Advanced Hybrid Deep Learning Model Enhances Reliability of Automobile Fraud Detection Systems
Researchers from Universiti Tun Hussein Onn Malaysia and Chettinad Institute of Technology developed a Golden Eagle-Assisted Hybrid BERT-LSTM model that detects automobile insurance fraud with over 99% accuracy. The study marks a major breakthrough in applying bio-inspired optimization and deep learning to enhance financial fraud detection efficiency and reliability.

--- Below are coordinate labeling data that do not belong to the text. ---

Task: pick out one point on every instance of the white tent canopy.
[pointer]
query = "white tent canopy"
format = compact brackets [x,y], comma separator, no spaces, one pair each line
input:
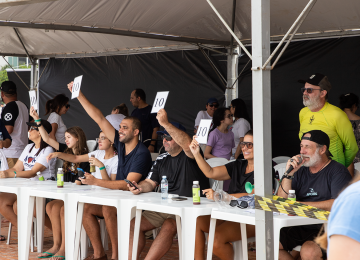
[83,28]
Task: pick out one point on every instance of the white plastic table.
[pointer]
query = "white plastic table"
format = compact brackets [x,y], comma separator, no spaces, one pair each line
[184,210]
[244,217]
[125,202]
[69,194]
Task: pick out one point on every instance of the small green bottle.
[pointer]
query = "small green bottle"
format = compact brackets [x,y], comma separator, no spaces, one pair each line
[196,193]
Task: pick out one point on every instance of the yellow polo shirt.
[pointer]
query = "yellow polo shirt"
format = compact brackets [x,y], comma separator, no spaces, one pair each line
[335,123]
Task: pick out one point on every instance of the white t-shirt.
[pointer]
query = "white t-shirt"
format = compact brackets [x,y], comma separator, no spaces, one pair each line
[201,115]
[115,120]
[239,128]
[110,164]
[29,159]
[60,132]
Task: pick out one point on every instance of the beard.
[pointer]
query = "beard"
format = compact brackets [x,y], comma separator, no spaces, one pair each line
[312,102]
[314,159]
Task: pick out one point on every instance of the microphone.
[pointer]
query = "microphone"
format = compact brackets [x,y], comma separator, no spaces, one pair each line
[291,167]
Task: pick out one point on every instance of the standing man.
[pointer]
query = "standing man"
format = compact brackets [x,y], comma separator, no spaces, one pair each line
[14,117]
[320,115]
[149,124]
[211,106]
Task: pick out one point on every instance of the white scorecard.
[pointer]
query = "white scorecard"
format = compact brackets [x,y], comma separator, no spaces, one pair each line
[160,101]
[33,99]
[203,131]
[76,87]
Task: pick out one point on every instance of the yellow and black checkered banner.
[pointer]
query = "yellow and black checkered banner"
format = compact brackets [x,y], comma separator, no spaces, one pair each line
[289,207]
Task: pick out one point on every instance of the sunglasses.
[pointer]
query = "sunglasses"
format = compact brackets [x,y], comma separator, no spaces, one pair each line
[212,105]
[310,90]
[167,138]
[248,145]
[34,128]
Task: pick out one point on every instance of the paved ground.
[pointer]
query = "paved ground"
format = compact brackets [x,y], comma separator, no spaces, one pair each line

Researchers from the Universiti Tun Hussein Onn Malaysia (UTHM) and the Chettinad Institute of Technology in India have unveiled a groundbreaking artificial intelligence model that promises to transform automobile insurance fraud detection. Their study, published in the Decision Analytics Journal (2025), introduces a Golden Eagle-Assisted Optimization (GEAO) system combined with a hybrid deep learning model (BERT-LSTM) to detect fraudulent claims with exceptional accuracy. This international collaboration brings together mathematical innovation and computational intelligence to address one of the insurance industry’s most persistent challenges, false claims that cost billions annually. The authors highlight that in 2017 alone, fraudulent insurance activity accounted for losses of USD 221 million in Brazil and nearly USD 80 billion in the United States, underscoring the urgency for smarter, automated fraud detection systems that can adapt to evolving digital deception.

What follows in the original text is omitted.